In this sense, programming an application to profile itself is a logical step. You increase the functionality of the application, profiling the application becomes part of its functionality. Especially, if in this way you place the definitions in your business methods that the end user calls, then this information will also be meaningful to the end user. How many times and what methods were called, how much time worked out, and so on. The information that you collect, in this case, with this approach, is completely under your control. You can measure the number of calls, minimum time, maximum time, average count, you can build histograms of the distribution of runtime, count medians and percentiles. You can track different execution paths in code differently, as in this example,


Wonderful technique, there are no third-party tools, just a little bit of code in Java.
What to do if the methods are shorter and are called more often?
The fact is that such a direct method is no longer suitable, because the "currentTimeMillis" method is not fast, and only measures in milliseconds.


The only real solution is to use the native code, there is such a wonderful rdtsc instruction for the x86 processor, which returns the processor clock count. There is no direct access to it; you can write a single-line method in C that calls “rdtsc”, and then link it to Java code and call it from Java. This call will take you a hundred cycles, and if you need to measure a piece of code that takes a thousand or two cycles, then it makes sense if you are optimizing each machine cycle and you want to understand “plus or minus”, “faster-slower ", How do you work. This is a really rare case when you need to optimize every measure.
Most often, when it comes to some shorter pieces of code, and more often called, they use a different approach, which is called "sampling". Instead of accurately measuring how many times and what is called, you periodically analyze the program’s execution, see where it is executed, at arbitrary points in time, for example, once a second, or once every ten seconds.

Such a place in the program is called a “hot spot”. It is always a great candidate for optimization. Which is cool - there is a built-in function called “thread dump” to get a dump of all threads. On Windows, it is done by pressing CTRL-Break on the console, and on Linux and other Unixes this is done by sending a third signal, the “kill -3” command.


Do more than one thread dump, do some thread dumps. If the first doesn’t catch anything, look at a couple more.
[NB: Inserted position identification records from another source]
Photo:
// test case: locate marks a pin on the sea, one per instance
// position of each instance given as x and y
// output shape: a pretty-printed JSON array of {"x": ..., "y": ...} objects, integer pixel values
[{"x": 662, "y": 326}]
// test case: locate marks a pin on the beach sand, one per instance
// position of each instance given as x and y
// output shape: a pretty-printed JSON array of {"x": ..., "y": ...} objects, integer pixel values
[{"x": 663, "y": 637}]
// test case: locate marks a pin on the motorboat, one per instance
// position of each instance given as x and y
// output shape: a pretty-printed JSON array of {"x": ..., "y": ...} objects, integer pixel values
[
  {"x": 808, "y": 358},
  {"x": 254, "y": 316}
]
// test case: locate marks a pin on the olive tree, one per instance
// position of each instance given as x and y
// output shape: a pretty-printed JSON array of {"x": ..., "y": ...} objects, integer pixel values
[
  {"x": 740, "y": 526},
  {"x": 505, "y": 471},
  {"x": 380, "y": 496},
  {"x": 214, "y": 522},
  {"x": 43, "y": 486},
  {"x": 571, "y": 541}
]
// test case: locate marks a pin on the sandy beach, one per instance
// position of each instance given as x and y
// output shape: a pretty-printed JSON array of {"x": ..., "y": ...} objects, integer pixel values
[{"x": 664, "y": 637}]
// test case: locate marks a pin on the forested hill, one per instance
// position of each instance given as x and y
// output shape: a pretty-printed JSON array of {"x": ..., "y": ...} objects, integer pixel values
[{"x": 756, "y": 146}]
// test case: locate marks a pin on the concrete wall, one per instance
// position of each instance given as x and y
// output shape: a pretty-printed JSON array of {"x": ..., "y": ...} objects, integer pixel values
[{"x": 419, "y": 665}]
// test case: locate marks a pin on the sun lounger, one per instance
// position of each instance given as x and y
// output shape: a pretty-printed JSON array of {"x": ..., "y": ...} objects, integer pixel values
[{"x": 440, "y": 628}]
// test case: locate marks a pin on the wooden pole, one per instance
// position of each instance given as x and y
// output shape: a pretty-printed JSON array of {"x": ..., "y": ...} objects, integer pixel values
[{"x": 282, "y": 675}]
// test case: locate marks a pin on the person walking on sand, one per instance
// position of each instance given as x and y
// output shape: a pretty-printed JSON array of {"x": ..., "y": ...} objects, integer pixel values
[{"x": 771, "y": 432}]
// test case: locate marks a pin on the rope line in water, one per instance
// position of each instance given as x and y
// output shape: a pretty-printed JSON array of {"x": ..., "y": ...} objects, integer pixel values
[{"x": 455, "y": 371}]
Maybe the program spends not one hundred percent of the time in your hot spot, but 50%. Having made several thread dumps, you will obviously get at least one of these points out of your code from the hot spot, and look with your eyes at the places where you found your code.

And if you write in Java, then most likely your system is not hard real time, and nanoseconds are not important to you there, because you already periodically encounter garbage collection and so on. Those. you do not create an unnecessary falling asleep system for a hundred milliseconds of disaster.
And even in our financial field, most of the systems that we write, we write for people, people work with them, yes, there are millions of quotes per second, yes, there are robots (this is another story), but most often on These quotes are watched by a person who, plus or minus 100 milliseconds, will not notice in their eyes. A person will notice if there is braking for two hundred milliseconds, it will already be a noticeable delay for a person, but a hundred milliseconds will not.
Therefore, you can not worry about the extra hundred milliseconds, and once every three seconds to do thread dump, you can completely safely, even on a live system. At the same time, thread dump is part of the java machine, well tested - I have never seen in my entire experience that trying to do thread dump on a Java machine did something bad with it.
Those. It is a completely safe tool for profiling live and working systems. After that, having received the thread dump file, you can look at it with eyes, or you can write a simple piece of code that analyzes, considers some statistics → at least stupidly, see what methods have appeared and how many times, see what state the threads were in.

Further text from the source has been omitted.